811.114 Liquor/1094

The French Chargé (Henry) to the Secretary of State

[Translation]

Mr. Secretary of State: At the time of the establishment of the regulations for the wine-making industry, the Federal Administration authorized the use by American producers, under certain conditions, of some French geographical appellations such as Sauterne, Champagne, Chablis. Deeming that long usage might, up to a certain point, justify this decision, my Government refrained from calling Your Excellency’s attention to the objectionable features this presented for French producers.

But an amendment passed yesterday by the Senate73 would permit the use not only of the appellations above mentioned but those of [Page 126]St. Julien, Médoe, Cognac, and of “any other geographic name of foreign origin”. This amendment, which opens the door to abuses of all sorts, would run the risk of causing the most serious prejudices to French producers, particularly so far as the word Cognac is concerned. The American brandy (eau-de-vie) manufacturers have always used the designation “Brandy” and nothing permits maintaining that the word Cognac has acquired a generic character.

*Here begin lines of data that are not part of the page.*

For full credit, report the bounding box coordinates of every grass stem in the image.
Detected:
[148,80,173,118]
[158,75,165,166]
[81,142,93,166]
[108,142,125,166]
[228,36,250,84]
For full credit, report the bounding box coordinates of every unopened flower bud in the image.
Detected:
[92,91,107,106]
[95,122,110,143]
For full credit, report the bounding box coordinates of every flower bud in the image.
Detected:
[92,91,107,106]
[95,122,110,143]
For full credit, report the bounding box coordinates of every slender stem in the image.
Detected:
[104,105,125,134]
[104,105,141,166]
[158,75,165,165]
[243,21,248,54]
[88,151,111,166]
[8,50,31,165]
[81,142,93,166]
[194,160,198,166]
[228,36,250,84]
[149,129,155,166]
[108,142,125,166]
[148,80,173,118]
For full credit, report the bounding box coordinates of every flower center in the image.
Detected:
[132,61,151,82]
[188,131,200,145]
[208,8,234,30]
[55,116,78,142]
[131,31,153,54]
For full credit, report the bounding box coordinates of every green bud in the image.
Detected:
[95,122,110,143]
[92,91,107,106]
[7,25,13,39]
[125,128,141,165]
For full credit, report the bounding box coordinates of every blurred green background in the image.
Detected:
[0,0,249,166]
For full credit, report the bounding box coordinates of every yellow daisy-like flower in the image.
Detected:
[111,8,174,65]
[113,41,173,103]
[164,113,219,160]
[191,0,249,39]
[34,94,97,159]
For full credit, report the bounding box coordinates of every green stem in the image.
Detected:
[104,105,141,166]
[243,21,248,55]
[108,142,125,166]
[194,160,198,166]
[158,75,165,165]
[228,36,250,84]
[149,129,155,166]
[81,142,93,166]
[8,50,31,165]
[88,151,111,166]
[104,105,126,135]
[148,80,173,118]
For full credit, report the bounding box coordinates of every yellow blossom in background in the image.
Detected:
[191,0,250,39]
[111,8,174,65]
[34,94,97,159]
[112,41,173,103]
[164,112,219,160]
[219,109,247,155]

Thus I deem it useful to call Your Excellency’s attention to the grave disadvantages that would be presented by the final adoption of this amendment, which would not fail to disturb French public opinion deeply and compromise seriously the happy results that our two countries have a right to hope for from the recent trade agreement.74

Please accept [etc.]

Jules Henry
  1. See Congressional Record, vol. 80, pt. 7, p. 7494; for text of amendment, see ibid., p. 7491.
  2. Signed at Washington, May 6, 1936, Department of State Executive Agreement Series No. 146; 53 Stat. 2236. For correspondence regarding the agreement, see pp. 85 ff.